Well, it was a long time coming, but the symptoms have gone away. I was tempted to say we had solved the problem, which technically is true, but I have no idea which thing we did, or if it was the combination. Here is a brief recap of before & after:
Before:
[list]
[*]SBS server 2011 running on ThinkServer Td230 with a Xeon E5620, 2.4ghz, 8 core processor, 12G memory, and plenty of disk space.
[*] Ac running in VM with 6G memory.
[*] System response was adequate until about Nov. 13.
[*] the only specific issue I could find was the title of this post: AC slows to crawl as amazingcharts.service.winservice.exe grows
[*] spent hours on the phone with AC tech support: they recommended more memory which was done without much change
[*] tech support couldn't come up with a reason the service consumed so much memory. The only penalty to stopping the service was that I had to do backups manually.

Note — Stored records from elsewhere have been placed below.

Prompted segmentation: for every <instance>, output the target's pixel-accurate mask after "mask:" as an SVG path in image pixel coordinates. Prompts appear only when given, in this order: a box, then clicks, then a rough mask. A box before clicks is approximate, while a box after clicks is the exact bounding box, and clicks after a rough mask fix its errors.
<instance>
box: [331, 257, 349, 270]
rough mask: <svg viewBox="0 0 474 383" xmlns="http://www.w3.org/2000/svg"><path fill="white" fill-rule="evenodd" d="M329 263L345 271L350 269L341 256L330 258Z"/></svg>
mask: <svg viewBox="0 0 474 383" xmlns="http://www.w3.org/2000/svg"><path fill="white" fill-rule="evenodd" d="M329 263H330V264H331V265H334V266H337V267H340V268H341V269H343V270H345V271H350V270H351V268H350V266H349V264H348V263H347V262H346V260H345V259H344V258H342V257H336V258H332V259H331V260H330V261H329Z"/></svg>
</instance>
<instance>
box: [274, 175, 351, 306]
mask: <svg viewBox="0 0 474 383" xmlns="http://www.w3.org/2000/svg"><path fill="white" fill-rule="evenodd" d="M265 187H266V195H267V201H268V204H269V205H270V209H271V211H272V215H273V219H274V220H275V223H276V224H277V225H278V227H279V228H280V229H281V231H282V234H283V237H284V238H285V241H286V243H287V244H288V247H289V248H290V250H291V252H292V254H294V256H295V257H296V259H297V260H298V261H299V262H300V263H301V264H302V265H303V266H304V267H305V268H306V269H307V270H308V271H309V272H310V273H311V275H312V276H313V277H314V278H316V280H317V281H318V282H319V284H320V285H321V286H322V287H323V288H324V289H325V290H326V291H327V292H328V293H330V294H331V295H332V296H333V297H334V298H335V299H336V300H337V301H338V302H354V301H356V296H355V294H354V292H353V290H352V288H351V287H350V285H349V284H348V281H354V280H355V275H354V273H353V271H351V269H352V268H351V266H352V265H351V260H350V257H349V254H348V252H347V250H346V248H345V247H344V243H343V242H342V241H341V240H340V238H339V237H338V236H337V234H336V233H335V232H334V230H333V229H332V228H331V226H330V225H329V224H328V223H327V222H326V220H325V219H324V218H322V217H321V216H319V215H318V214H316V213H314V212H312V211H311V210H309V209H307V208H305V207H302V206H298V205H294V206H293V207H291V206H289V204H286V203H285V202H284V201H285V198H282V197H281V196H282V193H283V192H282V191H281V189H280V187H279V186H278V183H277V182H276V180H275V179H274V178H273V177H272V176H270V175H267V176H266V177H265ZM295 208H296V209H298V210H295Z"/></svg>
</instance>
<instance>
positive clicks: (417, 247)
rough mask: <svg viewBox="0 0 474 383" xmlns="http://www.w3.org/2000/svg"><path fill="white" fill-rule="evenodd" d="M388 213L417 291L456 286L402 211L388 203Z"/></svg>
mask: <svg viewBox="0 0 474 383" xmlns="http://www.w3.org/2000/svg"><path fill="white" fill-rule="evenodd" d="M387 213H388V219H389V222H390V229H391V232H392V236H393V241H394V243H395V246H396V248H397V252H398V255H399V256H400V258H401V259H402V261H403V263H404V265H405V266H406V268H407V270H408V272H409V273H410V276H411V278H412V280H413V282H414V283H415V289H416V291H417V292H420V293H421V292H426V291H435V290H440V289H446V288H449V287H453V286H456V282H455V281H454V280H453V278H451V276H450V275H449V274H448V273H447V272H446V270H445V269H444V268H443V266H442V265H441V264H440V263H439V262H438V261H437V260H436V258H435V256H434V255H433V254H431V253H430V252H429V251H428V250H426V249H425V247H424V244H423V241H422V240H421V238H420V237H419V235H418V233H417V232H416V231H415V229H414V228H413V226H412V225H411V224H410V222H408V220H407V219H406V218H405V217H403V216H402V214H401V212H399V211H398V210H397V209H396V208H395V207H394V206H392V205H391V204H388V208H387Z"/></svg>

[*] I contracted with an SQL expert. After a couple of hours poking around, his only recommendations were to leave the service stopped and automate the backup with an external program. Also to manually apply the windows server 2008 updates inside the vm.
[*] Since, by now there were also just general server response time issues, I kept looking.
[*] Another sever person noted that sbs$monitoring uses a lot of memory, but is not needed (something about a more user-friendly version of the event log)
[*] Stopping that freed up about 2G of memory, and all of a sudden, response time improved noticeably.
[*] With that encouragement, and an AC tech telling me that less than 5% of installations use a vm, I decided it was time to go mainstream.
[*] By appointment, the AC tech did a great job of helping me move the AC out of the VM (actually, he did the work & I watched.)
[*] system responsiveness vastly improved
[*] additional improvements came from cleaning up log files on the system drive.
After
[*] same box, 16G memory
[*] hyper-v and WSUS uninstalled
[*] I haven't seen memory utilization above 8G
[*] the amazingcharts.service.winservice.exe seems to be happy with 30M of memory (vs. the 500M to 750M it took up in the "before" environment.
[*] No more complaints from the users!!!